# 4 pound + 1015 onion



## Meadowlark (Jul 19, 2008)

Yep, its water soaked and has a little dirt on it and still has the top...but even at that, this is easily a 4 pound 1015 onion.

Have many more well over 2 pounds in what looks like the best year ever for 1015 onions here.

There's some blooming onions in my future.


----------



## Rubberback (Sep 9, 2008)

That is fantastic. I got some big uns out there I'm just scared to pick em because there full of water and will rot in a hurry if I pick them now.
Not my best year by far and I couldn't determine until I pick them and see how long they store. I'm thinking lots of them are gonna rot while in storage. Will see.


----------



## Rubberback (Sep 9, 2008)

Went ahead and picked mine. Haven't weighed them but there's some pounders and some 2lb'ers.


----------



## Meadowlark (Jul 19, 2008)

That looks like a mighty fine crop, RB.

Pulling the rest of mine today and hoping for at least two days of sunshine. They are really wet so long term storage on my crop is a concern.


----------



## BATWING (May 9, 2008)

Outstanding! Make some pico when the tomatoes/peppers are ready and let me know how it taste.


----------



## Rubberback (Sep 9, 2008)

Meadowlark said:


> That looks like a mighty fine crop, RB.
> 
> Pulling the rest of mine today and hoping for at least two days of sunshine. They are really wet so long term storage on my crop is a concern.

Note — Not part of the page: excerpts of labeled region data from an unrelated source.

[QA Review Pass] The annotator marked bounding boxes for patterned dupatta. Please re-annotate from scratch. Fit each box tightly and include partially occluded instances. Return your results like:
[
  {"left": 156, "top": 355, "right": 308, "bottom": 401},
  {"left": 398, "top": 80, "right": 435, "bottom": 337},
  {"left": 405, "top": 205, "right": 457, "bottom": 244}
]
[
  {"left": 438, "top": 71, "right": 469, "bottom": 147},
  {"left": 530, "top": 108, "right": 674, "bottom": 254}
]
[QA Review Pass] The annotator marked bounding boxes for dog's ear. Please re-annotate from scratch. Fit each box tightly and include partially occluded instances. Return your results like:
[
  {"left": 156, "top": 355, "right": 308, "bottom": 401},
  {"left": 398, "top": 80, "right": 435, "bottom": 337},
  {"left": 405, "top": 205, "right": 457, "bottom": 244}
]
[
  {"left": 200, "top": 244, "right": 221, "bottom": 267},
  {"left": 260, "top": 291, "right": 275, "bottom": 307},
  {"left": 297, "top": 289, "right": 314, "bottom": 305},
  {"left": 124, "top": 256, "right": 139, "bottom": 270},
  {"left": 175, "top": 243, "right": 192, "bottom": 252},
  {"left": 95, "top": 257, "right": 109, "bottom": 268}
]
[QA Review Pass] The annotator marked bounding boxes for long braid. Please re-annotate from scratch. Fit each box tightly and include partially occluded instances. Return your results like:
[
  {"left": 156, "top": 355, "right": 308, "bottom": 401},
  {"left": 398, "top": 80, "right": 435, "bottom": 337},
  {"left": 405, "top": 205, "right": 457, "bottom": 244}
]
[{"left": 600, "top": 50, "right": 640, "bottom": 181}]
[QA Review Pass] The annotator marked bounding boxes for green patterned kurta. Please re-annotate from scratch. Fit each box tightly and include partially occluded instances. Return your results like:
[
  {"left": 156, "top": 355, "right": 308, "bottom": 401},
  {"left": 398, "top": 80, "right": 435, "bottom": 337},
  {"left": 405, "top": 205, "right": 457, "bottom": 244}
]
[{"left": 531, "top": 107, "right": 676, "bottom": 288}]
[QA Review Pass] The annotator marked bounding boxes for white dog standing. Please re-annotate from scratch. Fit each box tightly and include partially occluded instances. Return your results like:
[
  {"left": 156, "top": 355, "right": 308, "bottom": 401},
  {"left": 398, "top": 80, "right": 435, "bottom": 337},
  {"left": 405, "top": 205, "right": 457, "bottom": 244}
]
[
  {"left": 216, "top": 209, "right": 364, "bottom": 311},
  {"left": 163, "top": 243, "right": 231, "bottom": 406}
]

I saw more rain in forecast and two days of sunshine and said the hell with it and pulled them. 
They look good and I got a better yield than expected. I think in the 6 month growing of them I watered them twice.
It wasn't my best crop but they sure taste good and mighty sweet. Lark, I went back out there and planted peas, beans, and more okra. Checked on the onions and they are drying just fine. 
I'm feeling good about storage.


----------



## Rubberback (Sep 9, 2008)

BATWING said:


> Outstanding! Make some pico when the tomatoes/peppers are ready and let me know how it taste.


 You got that right. Will do! And as much salsa as I can.


----------



## Rubberback (Sep 9, 2008)

Lark these last 2 days of heat and sun are drying out the onions . Thinking I'll be good to go. I'll put them in the barn about noon tomorrow.


----------



## Sugars Pop (Jul 10, 2008)

My onions stopped growing. I bet we do not have any 1 pounders at all so we will leave them until the tops fall over to see if they may get a boost here shortly.


----------



## Meadowlark (Jul 19, 2008)

Rubberback said:


> Lark these last 2 days of heat and sun are drying out the onions . Thinking I'll be good to go. I'll put them in the barn about noon tomorrow.


What a blessing these past three days have been...beautiful sunshine.

Mine will go into the storage shed, well dried, this evening. Looks like we made another year, RB.


----------



## Rubberback (Sep 9, 2008)

Meadowlark said:


> What a blessing these past three days have been...beautiful sunshine.
> 
> Mine will go into the storage shed, well dried, this evening. Looks like we made another year, RB.


Just glad I got onions this year. I couldn't plant them last year.
How is your corn doing? I didn't plant much but the plants are looking good.


----------



## Meadowlark (Jul 19, 2008)

First planting April 1 really struggled to germinate but I think it set enough to have some good eating.

Second planting May 1 much better stand of young plants should be a bumper crop.

Third planting intended for June 1.


----------



## Meadowlark (Jul 19, 2008)

*2019 Onion Harvest*

Harvested, dried, tops removed, and placed in storage. The onions had a high moisture content but hopefully after 4 days of drying in full sun they will provide delicious sweet 1015 onions until the next crop comes in.


----------



## tiberiuswade1 (Feb 21, 2015)

Meadowlark said:


> That looks like a mighty fine crop, RB.
> 
> Pulling the rest of mine today and hoping for at least two days of sunshine. They are really wet so long term storage on my crop is a concern.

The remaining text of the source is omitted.